Resolves Digital Object Identifiers (DOIs) to their target URLs using the DOI resolution service (e.g. https://doi.org/<doi>).

from datahugger import DOIResolver

doi_resolver = DOIResolver(timeout=30)

url = doi_resolver.resolve("10.34894/0B7ZLK", False)
assert url == "https://dataverse.nl/citation?persistentId=doi:10.34894/0B7ZLK"

# or for multiple resolving in one call
urls = doi_resolver.resolve_many(
    ["10.34894/0B7ZLK", "10.17026/DANS-2AC-ETD6", "10.17026/DANS-2BA-UAVX"], False
)

Parameters

  • doi or list of doi in resolve_many The DOI to resolve (e.g. "10.1000/xyz123"). The https://doi.org/ prefix should not be included.

  • follow_redirects Whether HTTP redirects should be followed.

    • True: Returns the final landing page URL (default).
    • False: Returns the first redirect target.

Core Concepts

DirEntry

Represents a directory in the dataset.

@dataclass
class DirEntry(Entry):
    path_crawl_rel: pathlib.Path
    root_url: str
    api_url: str

Fields

  • path_crawl_rel Path of the directory relative to the dataset root.

  • root_url Root URL of the dataset this directory belongs to.

  • api_url API endpoint used to query the directory contents.

FileEntry

Represents a file in the dataset.

@dataclass
class FileEntry(Entry):
    path_crawl_rel: pathlib.Path
    download_url: str
    size: int | None
    checksum: list[tuple[str, str]]
    TODO <- here the mimetype will be added.

Fields

  • path_crawl_rel Path of the file relative to the dataset root.

  • download_url URL from which the file can be downloaded.

  • size File size in bytes, if known.

  • checksum List of checksum pairs (algorithm, value) (e.g. ("sha256", "...")).

Iteration Model

SyncAsyncIterator[T]

A protocol that allows a single object to be used as both a synchronous and an asynchronous iterator.

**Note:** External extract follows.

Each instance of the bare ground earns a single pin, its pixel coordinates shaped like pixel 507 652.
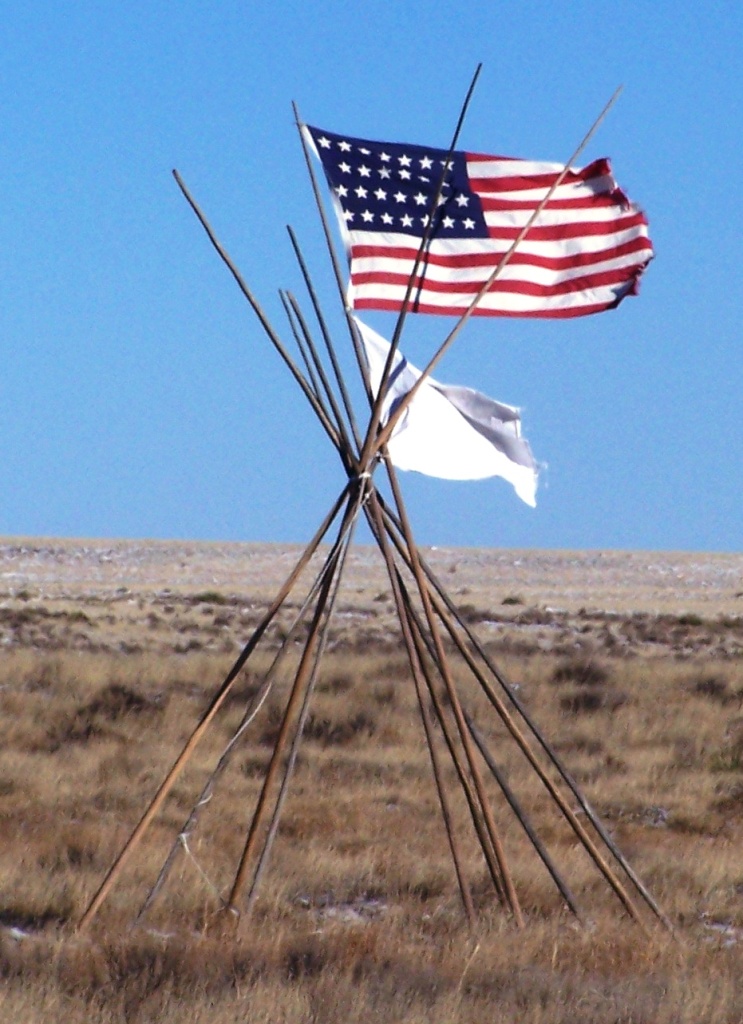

class SyncAsyncIterator(Protocol[T]):
    def __aiter__(self) -> AsyncIterator[T]: ...
    async def __anext__(self) -> T: ...
    def __iter__(self) -> Iterator[T]: ...
    def __next__(self) -> T: ...

This enables APIs that can be consumed in either context without duplication.

Dataset

The central abstraction representing a remote dataset.

class Dataset:
    def crawl(self) -> SyncAsyncIterator[FileEntry | DirEntry]: ...
    def crawl_file(self) -> SyncAsyncIterator[FileEntry]: ...
    def download_with_validation(
        self, dst_dir: pathlib.Path, limit: int = 0
    ) -> None: ...
    def id(self) -> str: ...
    def root_url(self) -> str: ...

Dataset.crawl()

def crawl(self) -> SyncAsyncIterator[FileEntry | DirEntry]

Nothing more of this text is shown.